品 名受 注 高前年同期比受注残高前年同期比
商品千円%千円%
一般電子部品5,290,433+45.41,917,507+74.3
電 源1,340,242+61.4509,351△0.8
電子デバイス211,553+56.585,403△4.5
I o T 機 器408,917+142.8166,000+252.7
セ ン サ ー121,248+91.166,409+134.6
そ の 他1,047,324+27.1391,354+45.8
合 計8,419,719+48.83,136,025+53.2

ハ.販売の状況
当社グループは、産業用一般電子部品・電子機器の販売を行っており、事業区分としては単一のセグメントであるため、セグメントの記載はしておりません。
品名別に示すと次のとおりです。
品 名当連結会計年度
(自 2025年4月1日
至 2026年3月31日)
前年同期比
商品千円%
一般電子部品4,472,871+19.9
電 源1,344,390+0.2
電子デバイス215,566△24.1
I o T 機 器289,977+84.6
セ ン サ ー83,142+41.7
そ の 他924,413+7.8
合 計7,330,361+14.0

(2)経営者の視点による経営成績等の状況に関する分析・検討内容
経営者の視点による当社グループの経営成績等の状況に関する認識及び分析・検討内容は次のとおりであります。なお、文中の将来に関する事項は、当連結会計年度末現在において判断したものであります。
①重要な会計上の見積り及び当該見積りに用いた仮定
当社グループの連結財務諸表は、わが国において一般に公正妥当と認められている会計基準に基づき作成されております。重要な会計方針については、「第5 経理の状況 1 連結財務諸表等 注記事項 (連結財務諸表作成のための基本となる重要な事項)」に記載しております。連結財務諸表の作成にあたっては、会計上の見積りを行う必要があり、特に以下の事項は、経営者の会計上の見積りの判断が財政状態及び経営成績に重要な影響を及ぼすと考えております。
なお、中東情勢の影響等不確実性が大きく将来事業計画等の見込数値に反映させることが難しい要素もありますが、期末時点で入手可能な情報を基に検証等を行っております。
(繰延税金資産)
当社グループは、繰延税金資産について、将来の利益計画に基づいた課税所得が十分に確保できることや、回収可能性があると判断した将来減算一時差異について繰延税金資産を計上しております。繰延税金資産の回収可能性は将来の課税所得の見積りに依存するため、その見積りの前提とした条件や仮定に変更が生じ減少した場合、繰延税金資産が減額され税金費用が計上される可能性があります。
(固定資産の減損処理)
当社グループは、固定資産のうち減損の兆候がある資産又は資産グループについて、当該資産又は資産グループから得られる割引前将来キャッシュ・フローの総額が帳簿価額を下回る場合には、帳簿価額を回収可能価額まで減額し、当該減少額を減損損失として計上する方針であります。
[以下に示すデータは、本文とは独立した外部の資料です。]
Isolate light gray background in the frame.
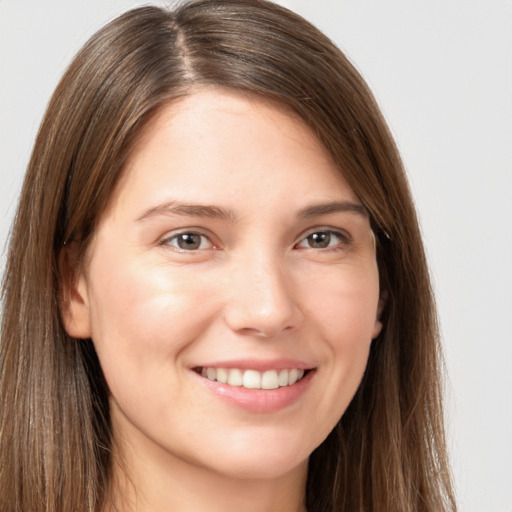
[0,0,512,512]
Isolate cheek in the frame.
[85,254,215,373]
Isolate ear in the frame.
[59,242,91,338]
[372,292,388,340]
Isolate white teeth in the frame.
[201,368,304,389]
[279,370,290,386]
[288,368,299,386]
[217,368,229,384]
[242,370,261,389]
[228,368,243,386]
[261,370,279,389]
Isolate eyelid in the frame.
[158,228,217,253]
[294,227,352,251]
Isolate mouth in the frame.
[194,367,311,390]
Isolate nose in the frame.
[225,251,302,338]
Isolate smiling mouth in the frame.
[194,367,310,389]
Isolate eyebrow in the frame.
[299,201,369,219]
[137,201,368,222]
[137,201,235,222]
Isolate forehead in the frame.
[106,89,357,218]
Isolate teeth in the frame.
[201,368,304,389]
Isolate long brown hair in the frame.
[0,0,455,512]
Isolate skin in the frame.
[62,89,381,512]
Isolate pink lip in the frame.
[192,360,316,413]
[197,358,315,372]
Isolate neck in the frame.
[104,430,307,512]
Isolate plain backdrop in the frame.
[0,0,512,512]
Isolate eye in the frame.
[297,230,347,249]
[162,232,213,251]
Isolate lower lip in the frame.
[194,370,315,413]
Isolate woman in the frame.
[0,0,455,512]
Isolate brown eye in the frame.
[306,231,331,249]
[297,231,345,249]
[165,233,212,251]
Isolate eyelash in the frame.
[160,229,351,253]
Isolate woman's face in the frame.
[65,90,381,478]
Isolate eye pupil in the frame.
[308,231,331,249]
[178,233,201,251]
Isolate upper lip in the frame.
[194,358,315,372]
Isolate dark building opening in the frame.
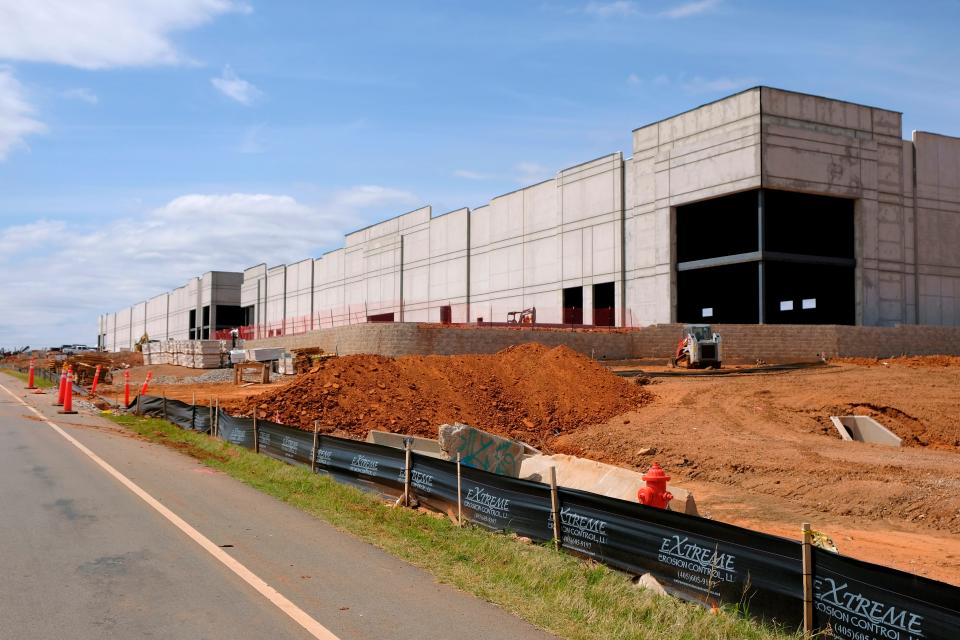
[677,262,760,324]
[200,305,210,340]
[563,287,583,324]
[677,191,760,263]
[216,304,247,331]
[593,282,617,327]
[764,262,856,324]
[676,189,856,324]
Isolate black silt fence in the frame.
[122,396,960,640]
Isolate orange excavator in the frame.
[507,307,537,324]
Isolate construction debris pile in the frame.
[62,351,114,386]
[143,340,229,369]
[226,344,652,449]
[291,347,332,373]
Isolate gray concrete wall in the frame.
[101,87,960,348]
[246,323,960,364]
[760,87,916,326]
[913,131,960,326]
[624,89,761,326]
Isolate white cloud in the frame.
[210,65,263,106]
[0,185,416,347]
[660,0,720,18]
[0,220,66,255]
[514,162,552,185]
[60,87,100,104]
[583,0,637,18]
[0,0,250,69]
[0,65,47,161]
[334,185,417,209]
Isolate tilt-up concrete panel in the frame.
[624,88,761,326]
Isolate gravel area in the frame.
[153,369,282,384]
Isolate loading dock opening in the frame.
[676,189,856,324]
[593,282,617,327]
[563,287,583,324]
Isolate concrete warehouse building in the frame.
[100,87,960,350]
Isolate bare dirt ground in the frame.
[553,358,960,584]
[101,347,960,585]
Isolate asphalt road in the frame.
[0,374,552,640]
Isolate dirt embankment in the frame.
[225,344,651,449]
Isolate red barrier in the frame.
[57,369,76,413]
[27,358,37,390]
[90,364,102,396]
[140,371,153,396]
[53,367,67,407]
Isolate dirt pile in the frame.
[225,344,651,449]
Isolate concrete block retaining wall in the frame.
[247,323,960,364]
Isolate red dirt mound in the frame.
[225,344,651,447]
減損の兆候の把握、減損損失の認識及び測定に当たっては慎重に検討しておりますが、事業計画や市場環境の変化により、その見積りの前提とした条件や仮定に変更が生じ減少した場合、減損処理が必要となる可能性があります。
②当連結会計年度の経営成績等の状況に関する認識及び分析・検討内容
a.経営成績等の状況
当社グループの当連結会計年度の経営成績等は次のとおりであります。
(売上状況)
当社の主力市場である半導体製造装置関連市場におきましては、AIやデータ活用の進展を背景に中長期的な需要拡大が見込まれる一方、当連結会計年度においては主要顧客における生産部材の在庫調整の長期化等により、期前半を中心に慎重な受注環境が継続いたしました。
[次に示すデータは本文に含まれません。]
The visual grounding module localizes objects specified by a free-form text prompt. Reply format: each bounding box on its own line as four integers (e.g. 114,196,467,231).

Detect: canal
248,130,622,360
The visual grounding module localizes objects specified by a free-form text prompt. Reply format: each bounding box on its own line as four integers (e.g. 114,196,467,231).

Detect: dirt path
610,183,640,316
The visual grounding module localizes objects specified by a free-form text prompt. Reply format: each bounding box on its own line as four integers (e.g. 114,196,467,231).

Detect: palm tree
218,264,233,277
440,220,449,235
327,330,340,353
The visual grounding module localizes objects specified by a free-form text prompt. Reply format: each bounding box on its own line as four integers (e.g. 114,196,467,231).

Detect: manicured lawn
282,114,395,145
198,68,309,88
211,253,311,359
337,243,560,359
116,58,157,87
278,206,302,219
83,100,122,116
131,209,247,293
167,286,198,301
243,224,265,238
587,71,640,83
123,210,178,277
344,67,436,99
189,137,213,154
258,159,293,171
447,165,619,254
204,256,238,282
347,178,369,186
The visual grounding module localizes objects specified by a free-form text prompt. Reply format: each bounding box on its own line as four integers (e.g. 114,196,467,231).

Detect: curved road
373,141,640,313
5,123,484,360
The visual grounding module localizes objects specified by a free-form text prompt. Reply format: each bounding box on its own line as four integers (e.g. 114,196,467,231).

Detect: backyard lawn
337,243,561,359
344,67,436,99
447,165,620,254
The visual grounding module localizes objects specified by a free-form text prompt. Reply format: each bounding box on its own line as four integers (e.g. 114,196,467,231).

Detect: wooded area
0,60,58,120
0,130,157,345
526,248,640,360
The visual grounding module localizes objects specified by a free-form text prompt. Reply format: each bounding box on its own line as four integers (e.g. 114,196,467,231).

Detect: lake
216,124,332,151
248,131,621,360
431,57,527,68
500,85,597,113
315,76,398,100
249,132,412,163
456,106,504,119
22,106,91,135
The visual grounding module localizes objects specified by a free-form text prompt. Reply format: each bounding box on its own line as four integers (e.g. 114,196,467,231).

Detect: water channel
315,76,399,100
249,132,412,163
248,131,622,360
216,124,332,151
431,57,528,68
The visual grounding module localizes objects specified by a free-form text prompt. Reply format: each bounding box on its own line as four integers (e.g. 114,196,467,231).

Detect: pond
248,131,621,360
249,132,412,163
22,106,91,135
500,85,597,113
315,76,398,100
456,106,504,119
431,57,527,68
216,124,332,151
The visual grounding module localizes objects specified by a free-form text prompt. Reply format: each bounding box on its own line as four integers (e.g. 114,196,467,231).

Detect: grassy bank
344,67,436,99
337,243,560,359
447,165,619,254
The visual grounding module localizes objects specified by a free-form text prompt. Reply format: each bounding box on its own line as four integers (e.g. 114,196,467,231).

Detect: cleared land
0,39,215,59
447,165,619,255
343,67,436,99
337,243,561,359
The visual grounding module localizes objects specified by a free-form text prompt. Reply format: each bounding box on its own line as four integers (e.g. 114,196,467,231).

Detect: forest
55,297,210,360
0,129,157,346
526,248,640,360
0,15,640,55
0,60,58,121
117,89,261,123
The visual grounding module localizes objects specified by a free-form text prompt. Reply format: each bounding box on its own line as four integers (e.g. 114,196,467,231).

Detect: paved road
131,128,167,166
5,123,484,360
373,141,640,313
このような環境のもと、当社グループにおきましては、高付加価値商材の提案強化および営業活動の高度化に取り組んでまいりました。加えて、期後半にかけて主要顧客における在庫調整に進展がみられ、第4四半期を中心に受注回復傾向が強まり、当社グループの売上高は、7,330百万円と前連結会計年度に比べ14.0%増加いたしました。
(売上原価、販売費及び一般管理費、営業利益)
当連結会計年度の売上原価は6,144百万円と、売上の増加に伴い前連結会計年度に比べ14.4%増加し、売上原価率は83.8%と前連結会計年度に比べやや増加いたしました。この結果、当連結会計年度の売上総利益は、前期比12.4%増の1,186百万円となりました。
販売費及び一般管理費につきましては、主として採用等による人件費の増加や物流業務の外部委託の進展による支払手数料の増加などから、当連結会計年度は1,046百万円と、前連結会計年度に比べ5.5%の増加となりました。売上高に対する比率は前連結会計年度の15.4%から14.3%と減少し、この結果、当連結会計年度の営業利益は前期比119.7%増の139百万円となりました。
(その他の損益及び当期純利益)
その他の損益について、営業外収益が前連結会計年度に比べ12.5%増加し、営業外費用は、為替差損7百万円の発生等により前連結会計年度に比べ169.6%増加しております。この結果当連結会計年度における経常利益は、前連結会計年度に比べ82.8%増加し154百万円となりました。特別利益には、投資有価証券売却益2百万円を計上し、特別損失には、遊休不動産の処分を検討する中で、市場価格の下落していた資産について減損損失2百万円を計上いたしました。この結果、親会社株主に帰属する当期純利益は、前連結会計年度に比べ205.5%増加し113百万円となりました。
b.経営成績に重要な影響を与える要因について
当社の経営成績に重要な影響を与える要因については、「第2事業の状況 3事業等のリスク」に記載のとおりであります。
c.資本の財源及び資金の流動性についての分析
当連結会計年度末における現金及び現金同等物(以下「資金」という)の残高は、前連結会計年度末に比べ65百万円減少し、1,090百万円となりました。
当社グループの運転資金需要のうち主なものは、商品の仕入費用、販売費及び一般管理費等の営業費用によるものであります。また、資金調達につきましては、銀行等金融機関からの借入により資金を調達しております。
なお、キャッシュ・フローの状況につきましては、「(1)経営成績等の状況の概要 ②キャッシュ・フローの状況」に記載のとおりであります。
d.経営方針、経営戦略、経営上の目標の達成状況を判断するための客観的な指標等
当社は、収益の基盤強化が、企業としての持続的成長、発展の基礎であるという認識のもと、売上高営業利益率の向上に取り組んでまいりました。
当連結会計年度は、売上高7,822百万円、営業利益152百万円、経常利益167百万円、親会社株主に帰属する当期純利益111百万円で、売上高営業利益率1.9%を計画しておりましたが、上記の結果となったことから売上高営業利益率は計画通り1.9%となりました。
今後、市場環境に左右されない収益基盤を構築するため、既存事業の深耕と事業領域の拡大を通じた収益源の多様化など収益力の向上に努めるとともに、ROIC・ROE等資本効率を意識した指標の改善に取り組み、企業価値向上に努めてまいります。